The market ended the weekend session with a negative outlook as the number of stocks losing points was more than 3 times the number of stocks gaining points. The VN-Index lost nearly 10 points and fell to the lowest price of the day, but liquidity remained low as buyers were still observing and thought that this was not a good price to "import goods". The positive point is that the selling pressure has not appeared and the market still maintained the price range of 1,250 points, which is currently the strong support level of the VN-Index.

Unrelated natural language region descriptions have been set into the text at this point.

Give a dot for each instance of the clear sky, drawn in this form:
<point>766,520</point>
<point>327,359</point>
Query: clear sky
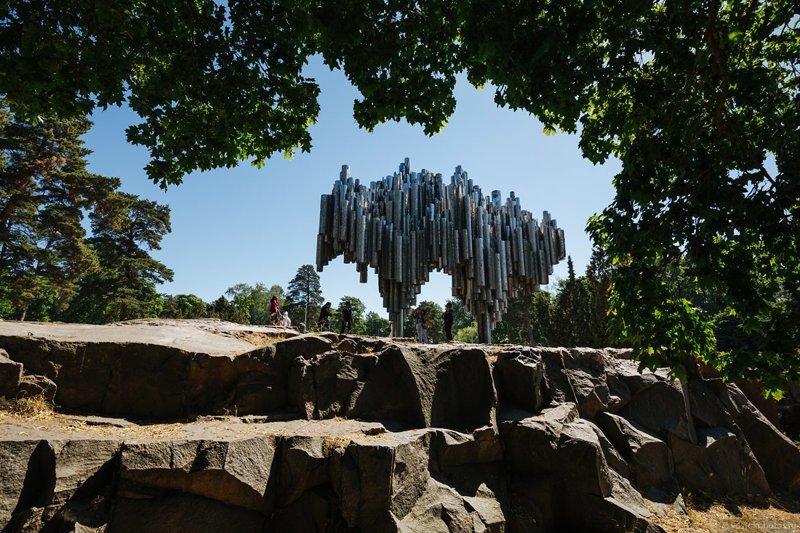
<point>248,225</point>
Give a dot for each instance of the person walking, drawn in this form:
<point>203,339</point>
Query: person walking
<point>347,318</point>
<point>448,321</point>
<point>274,311</point>
<point>422,330</point>
<point>324,322</point>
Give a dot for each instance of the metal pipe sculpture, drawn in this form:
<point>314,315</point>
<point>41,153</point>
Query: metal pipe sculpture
<point>408,224</point>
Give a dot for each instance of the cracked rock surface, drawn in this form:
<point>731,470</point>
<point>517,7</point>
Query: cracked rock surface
<point>209,426</point>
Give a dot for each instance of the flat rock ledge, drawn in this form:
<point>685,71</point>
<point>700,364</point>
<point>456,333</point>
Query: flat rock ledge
<point>202,425</point>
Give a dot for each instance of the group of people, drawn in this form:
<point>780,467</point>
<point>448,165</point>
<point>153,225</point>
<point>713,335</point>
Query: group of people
<point>279,318</point>
<point>421,319</point>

The sharp decline last weekend, which was also the first trading session of November 2024, took away most of the index's recovery efforts throughout the past week. The lack of liquidity even during the recovery sessions showed that cash flow was not ready to return to the market, when the index did not have much clear momentum to break out.
In terms of contribution, the 10 stocks with the most negative impact took away more than 5 points from the VN-Index, led by MSN, GVR, VPB and MBB, causing the index to decrease by about 2.5 points. On the contrary, the 10 stocks with the most positive impact only helped the VN-Index increase by less than 1 point, showing the dominance of the selling side.
Moreover, the continued net selling pressure from foreign investors also caused significant pressure. The VN-Index closed the last session of the week at 1,254.89 points, down 0.76% compared to the previous session.
Foreign investors continued to net sell more than VND8 trillion on both exchanges this week. Of which, foreign investors net sold nearly VND7.9 trillion on the HOSE and net sold more than VND116 billion on the HNX.
According to analysts, the fact that speculative stocks such as real estate and securities have opposite movements shows that the market does not have a strong consensus on the upward direction.
Currently, there are many factors affecting the stock market, including psychological factors, economic prospects, loose or tight monetary policies, net selling by foreign investors, business performance prospects of listed companies, etc.
The exchange rate has recently fluctuated strongly again, which has caused some concern and had a negative impact on the stock market. However, the exchange rate fluctuations at the end of the year do not put as much pressure on the operator as at the beginning of the year, but are more seasonal due to the increased demand for USD at the end of the year, serving commercial needs and debt payment obligations. Therefore, it is possible that in the next few weeks, the exchange rate tension will cool down and stabilize again, so there is nothing to worry about at present.
However, with the FED still considering two interest rate cuts in early November and mid-December - measures to stimulate the economy, the economic outlook will soon support the recovery of the stock market. Short-term exchange rate fluctuations and the current adjustment in the stock market are only temporary phenomena and will soon end with a more positive scenario.
Dr. Nguyen Duy Phuong, Investment Director of DG Capital, said that the main trend in the medium term of the market is still growth interspersed with short-term corrections. For long-term investors, corrections like the current one are still a good opportunity to accumulate more cheap stocks. As for short-term investors, at the current price range, they can disburse part of their capital and focus on growth sectors.